Sally Blevins is a mutant who possesses a protective field around her body that provides nearly total protection from all attacks except those of insufficient force, like gas. Her force field disperses energy assaults, reflects kinetic impact off itself, and negates friction, making her impossible to grab. Skids can move at high speeds by "skating" the surface of her force field across other surfaces.
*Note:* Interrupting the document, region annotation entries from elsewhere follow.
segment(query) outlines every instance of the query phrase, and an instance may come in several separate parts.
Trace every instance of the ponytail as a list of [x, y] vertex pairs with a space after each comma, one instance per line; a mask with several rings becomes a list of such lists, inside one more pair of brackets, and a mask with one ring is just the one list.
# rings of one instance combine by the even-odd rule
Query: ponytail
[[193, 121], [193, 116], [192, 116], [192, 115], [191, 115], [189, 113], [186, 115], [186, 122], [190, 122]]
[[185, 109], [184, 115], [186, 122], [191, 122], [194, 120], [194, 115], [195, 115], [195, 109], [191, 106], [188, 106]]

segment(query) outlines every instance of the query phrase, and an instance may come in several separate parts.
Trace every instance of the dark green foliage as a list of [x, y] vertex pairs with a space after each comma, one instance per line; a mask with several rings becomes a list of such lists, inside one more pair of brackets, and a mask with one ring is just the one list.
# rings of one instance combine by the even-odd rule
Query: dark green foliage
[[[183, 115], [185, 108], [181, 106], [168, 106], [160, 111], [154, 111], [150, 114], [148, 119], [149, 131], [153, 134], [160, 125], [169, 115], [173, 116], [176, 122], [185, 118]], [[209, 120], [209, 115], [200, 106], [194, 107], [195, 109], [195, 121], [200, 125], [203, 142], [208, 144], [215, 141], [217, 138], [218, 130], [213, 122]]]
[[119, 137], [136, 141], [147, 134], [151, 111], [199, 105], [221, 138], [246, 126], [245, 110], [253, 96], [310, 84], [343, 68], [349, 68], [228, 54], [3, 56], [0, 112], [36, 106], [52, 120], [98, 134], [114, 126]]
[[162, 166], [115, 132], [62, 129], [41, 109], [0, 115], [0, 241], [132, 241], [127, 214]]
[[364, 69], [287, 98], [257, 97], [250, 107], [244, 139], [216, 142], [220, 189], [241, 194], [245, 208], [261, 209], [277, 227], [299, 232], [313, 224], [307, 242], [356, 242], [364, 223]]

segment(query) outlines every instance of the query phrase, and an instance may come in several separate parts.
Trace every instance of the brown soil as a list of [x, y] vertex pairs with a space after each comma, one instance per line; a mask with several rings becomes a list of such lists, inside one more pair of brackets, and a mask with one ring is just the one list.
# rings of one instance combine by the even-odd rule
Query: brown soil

Originally, Sally was unable to turn off her force field but learned with practice. By concentrating, she can extend her force field to protect others in her immediate area, at least up to 30 cuft.

==Other versions==
===Age of Apocalypse===
An alternate universe version of Skids appears in Age of Apocalypse (2005). This version is a former prisoner of Apocalypse who founded a new version of the Morlocks with other escaped mutants. Due to experiments she was put through while imprisoned, Skids' powers have evolved, allowing her to shield several people at once.

===What If===
An alternate universe version of Skids appears in What if (vol. 2) #85. In this reality, Xavier and Magneto set their differences aside peacefully, and Avalon is left undisturbed. Rusty Collins and Skids have a son named Sean, who Beast discovers to be the next step in human evolution, capable of choosing and altering his mutation at maturity. The warring factions of the Acolytes work together to attack Rusty and Skids, resulting in Sean's death. With Sean dead, Rusty and Skids turn on the Acolytes and return to Earth. It is then revealed that Sean had been a normal mutant and that Magneto had faked the test results, aware that his Acolytes needed a common enemy to unite against.

==In other media==

Skids makes a non-speaking appearance in the X-Men: The Animated Series episode "No Mutant is an Island" as a mutant recruited by the Purple Man.